The beautiful diversity of life is what makes our world unique, it’s also what makes it live. As we continue to wreck biodiverse landscapes and our ways of farming, building and emitting eradicates species on a scale only seen five times previously in the 4billion years Earth has been a thing, we can’t forget that. Thankfully, lots of people haven’t. Lots of them will be tomorrow’s policymakers and, living with the anxiety of the planet’s poor health, will bring much-needed change.
This attempt to photograph fungi all year round is a silly mission but it has challenged me. In trying to find something to photograph, it’s taken me to read more on the diversity of fungal life that exists in the absence of typical mushrooms. One week I may have to post a photo of the black mould a former landlord is blaming me for. It has also taught me that most of my photography is in fact built around dead stuff. This doesn’t half make you look odd in the real world.
Just like the march of unsustainable consumer-based economies, we should be mindful of the spread of Xanthoria parietina, a pollution-tolerant species seen here in bright yellow making its way across the lichen community.
Lichens are good indicators of air quality, due to their intolerance of nitrogen dioxide and sulphur dioxide. These chemicals are produced through emissions from pollution caused by car engines and from farming chemicals respectively.

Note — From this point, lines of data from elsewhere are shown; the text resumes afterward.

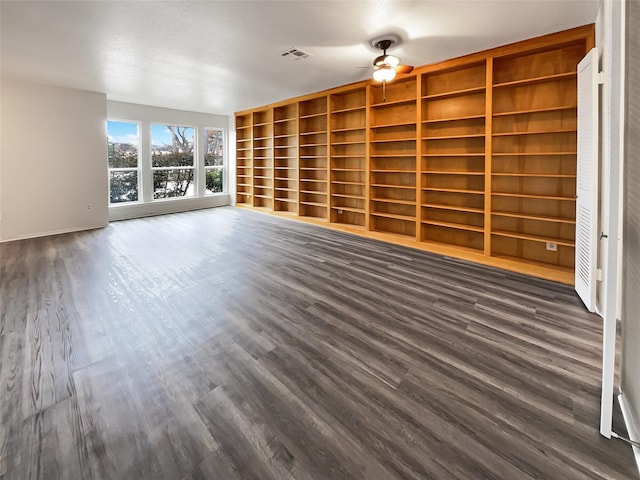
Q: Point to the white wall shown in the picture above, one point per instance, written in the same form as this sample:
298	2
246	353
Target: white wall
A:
52	160
147	115
631	262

My studio this week is an abandoned poplar plantation along the river Rother in West Sussex surrounded by arable farming. If you look at the uppermost branches in the image above, you can see the spread of Xanthoria in the golden glow it creates.
Here it is once more, spreading across more species of lichen on a fallen poplar.
Lichen has saved my photographic January. Whether you use your phone or anything else, I know I’m not the only one.
I’m not just lichen it, I’m lovin’ it!